FRA Certification Helpline: (216) 694-0240

(The following story by Robert Kelly appeared on the St. Louis Post-Dispatch website on December 28.)

PEVELY, Mo. — Workers continued to clean up a derailment of six rail cars in Pevely throughout the day Thursday.

Six tanker cars on a Union Pacific train left the tracks Wednesday night and rolled into a ravine. But the cars, four of which carried sulfuric acid, did not leak and no evacuations were ordered, authorities said.

The other two derailed cars contained no chemicals.

The emergency response team of the Missouri Department of Natural Resources was dispatched to the scene after the derailment, about 9:30 p.m. Wednesday. They worked with local emergency officials and Union Pacific employees to drain the derailed cars of the sulfuric acid and to remove the cars from the area.

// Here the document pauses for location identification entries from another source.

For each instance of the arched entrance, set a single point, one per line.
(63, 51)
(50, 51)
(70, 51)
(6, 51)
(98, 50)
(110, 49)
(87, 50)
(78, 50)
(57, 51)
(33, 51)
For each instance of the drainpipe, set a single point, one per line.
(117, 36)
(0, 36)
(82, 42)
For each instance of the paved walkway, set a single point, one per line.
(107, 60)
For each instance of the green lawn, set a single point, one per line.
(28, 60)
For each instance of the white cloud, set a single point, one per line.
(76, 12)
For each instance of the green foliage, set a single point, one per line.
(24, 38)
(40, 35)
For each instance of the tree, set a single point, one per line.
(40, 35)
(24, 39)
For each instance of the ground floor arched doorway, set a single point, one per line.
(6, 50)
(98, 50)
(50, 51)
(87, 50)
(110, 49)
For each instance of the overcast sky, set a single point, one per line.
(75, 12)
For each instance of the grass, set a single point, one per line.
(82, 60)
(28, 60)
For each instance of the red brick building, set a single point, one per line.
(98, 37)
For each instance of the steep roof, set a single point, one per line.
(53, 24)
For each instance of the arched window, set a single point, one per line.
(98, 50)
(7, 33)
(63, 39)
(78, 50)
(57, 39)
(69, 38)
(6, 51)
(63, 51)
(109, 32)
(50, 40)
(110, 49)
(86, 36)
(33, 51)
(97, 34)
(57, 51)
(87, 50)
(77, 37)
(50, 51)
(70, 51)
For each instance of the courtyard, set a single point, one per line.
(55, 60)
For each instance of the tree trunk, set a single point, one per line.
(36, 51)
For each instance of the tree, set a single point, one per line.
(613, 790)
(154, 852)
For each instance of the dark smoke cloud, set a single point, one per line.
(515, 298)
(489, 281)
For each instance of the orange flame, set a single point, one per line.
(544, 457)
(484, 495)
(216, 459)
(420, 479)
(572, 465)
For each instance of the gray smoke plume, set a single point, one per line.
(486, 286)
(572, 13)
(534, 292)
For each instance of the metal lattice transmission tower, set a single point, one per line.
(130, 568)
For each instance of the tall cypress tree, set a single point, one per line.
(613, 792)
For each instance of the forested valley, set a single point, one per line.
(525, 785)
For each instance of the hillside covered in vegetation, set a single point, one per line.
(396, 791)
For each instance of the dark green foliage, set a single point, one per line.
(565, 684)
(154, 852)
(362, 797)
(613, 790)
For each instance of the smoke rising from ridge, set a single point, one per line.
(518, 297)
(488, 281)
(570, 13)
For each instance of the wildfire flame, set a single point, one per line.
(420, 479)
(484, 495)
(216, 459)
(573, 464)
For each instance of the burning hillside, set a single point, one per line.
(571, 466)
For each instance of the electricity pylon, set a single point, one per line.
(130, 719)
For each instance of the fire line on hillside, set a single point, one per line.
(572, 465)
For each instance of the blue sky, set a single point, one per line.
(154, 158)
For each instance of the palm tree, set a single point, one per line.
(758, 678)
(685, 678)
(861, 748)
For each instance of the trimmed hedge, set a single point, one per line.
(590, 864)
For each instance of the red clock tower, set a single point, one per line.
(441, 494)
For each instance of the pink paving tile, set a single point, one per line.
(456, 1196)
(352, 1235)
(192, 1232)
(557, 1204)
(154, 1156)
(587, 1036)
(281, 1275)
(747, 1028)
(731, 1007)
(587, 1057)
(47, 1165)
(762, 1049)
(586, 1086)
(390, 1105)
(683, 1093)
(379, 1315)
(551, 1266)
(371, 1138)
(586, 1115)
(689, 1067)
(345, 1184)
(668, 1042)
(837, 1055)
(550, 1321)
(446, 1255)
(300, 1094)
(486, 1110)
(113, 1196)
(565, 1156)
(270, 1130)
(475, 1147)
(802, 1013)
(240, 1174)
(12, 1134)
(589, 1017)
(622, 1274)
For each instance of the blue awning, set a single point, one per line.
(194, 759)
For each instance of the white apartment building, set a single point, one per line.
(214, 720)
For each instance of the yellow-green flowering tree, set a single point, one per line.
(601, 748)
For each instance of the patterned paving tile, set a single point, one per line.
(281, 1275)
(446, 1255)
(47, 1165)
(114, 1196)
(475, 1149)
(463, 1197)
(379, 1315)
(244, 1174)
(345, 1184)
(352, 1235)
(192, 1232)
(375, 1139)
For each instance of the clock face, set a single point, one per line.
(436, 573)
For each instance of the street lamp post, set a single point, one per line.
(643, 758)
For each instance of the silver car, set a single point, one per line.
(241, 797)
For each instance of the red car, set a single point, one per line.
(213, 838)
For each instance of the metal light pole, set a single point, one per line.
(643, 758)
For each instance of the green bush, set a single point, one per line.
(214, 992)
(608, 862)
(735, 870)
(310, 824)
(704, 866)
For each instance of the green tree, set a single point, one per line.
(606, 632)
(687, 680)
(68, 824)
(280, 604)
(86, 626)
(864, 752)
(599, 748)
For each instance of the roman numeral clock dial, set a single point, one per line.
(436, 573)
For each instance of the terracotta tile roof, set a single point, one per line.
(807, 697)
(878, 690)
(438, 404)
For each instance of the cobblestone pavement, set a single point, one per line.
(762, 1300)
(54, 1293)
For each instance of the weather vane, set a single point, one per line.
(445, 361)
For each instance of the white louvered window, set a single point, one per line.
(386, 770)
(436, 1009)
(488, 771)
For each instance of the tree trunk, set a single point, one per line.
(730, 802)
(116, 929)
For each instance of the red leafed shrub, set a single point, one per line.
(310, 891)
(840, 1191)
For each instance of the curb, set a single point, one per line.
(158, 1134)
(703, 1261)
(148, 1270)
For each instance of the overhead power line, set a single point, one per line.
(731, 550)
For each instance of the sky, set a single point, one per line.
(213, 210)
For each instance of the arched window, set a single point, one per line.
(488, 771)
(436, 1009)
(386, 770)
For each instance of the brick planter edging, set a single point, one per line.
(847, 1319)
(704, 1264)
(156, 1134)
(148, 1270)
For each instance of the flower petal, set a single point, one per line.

The cause of the accident was under investigation. It happened behind the Dow Chemical plant on Riverside Drive.

No one was injured in the derailment, said Mark Davis, a spokesman for Union Pacific.

Davis said there was no spill because of the train cars’ sturdy construction.

Sulfuric acid has many industrial uses, including ore processing, fertilizer manufacturing, oil refining, wastewater processing and chemical synthesis. Extensive exposure to sulfuric acid has been linked to various cancers.